The first minister insisted he was proud of what the coalition with the Greens had achieved, including nationalising rail services, taking 100,000 children out of poverty, bolstering green energy production and cutting taxes for the poorest.

However, later, during a fractious and rowdy session of first minister’s questions at Holyrood, it became clear Yousaf’s government faced much greater instability.

Labour used the session to call for a snap Holyrood election. Douglas Ross, the Scottish Conservative leader, then announced that the Tories would be tabling the vote of no confidence. Yousaf was “not fit for office”, Ross said. “We said at the beginning this was a coalition of chaos and it has ended in chaos.”

Speaking as a backbench MSP for the first time in nearly three years, Harvie accused the first minister of caving in to rightwing forces in Scottish nationalism and in parliament. He named Salmond, who is widely believed to be orchestrating attacks on Yousaf’s leadership; Fergus Ewing, the most vociferous SNP critic of the Greens deal; and Ross.

“Who does the first minister think he has pleased most today – Douglas Ross, Fergus Ewing or Alex Salmond?

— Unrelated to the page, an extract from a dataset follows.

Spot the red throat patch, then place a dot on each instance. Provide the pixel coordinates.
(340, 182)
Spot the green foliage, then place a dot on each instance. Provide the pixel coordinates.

And which of them does he think he can rely on for a majority in parliament now?” Harvie asked.

He dismissed Yousaf’s assurances earlier in the day that he still wanted to collaborate with the Greens on climate policy, fair taxation and anti-poverty measures.

“That has significant consequences for how the Scottish Greens position ourselves in parliament, and the first minister cannot rely on Green support while being dictated to by forces on the right,” Harvie said.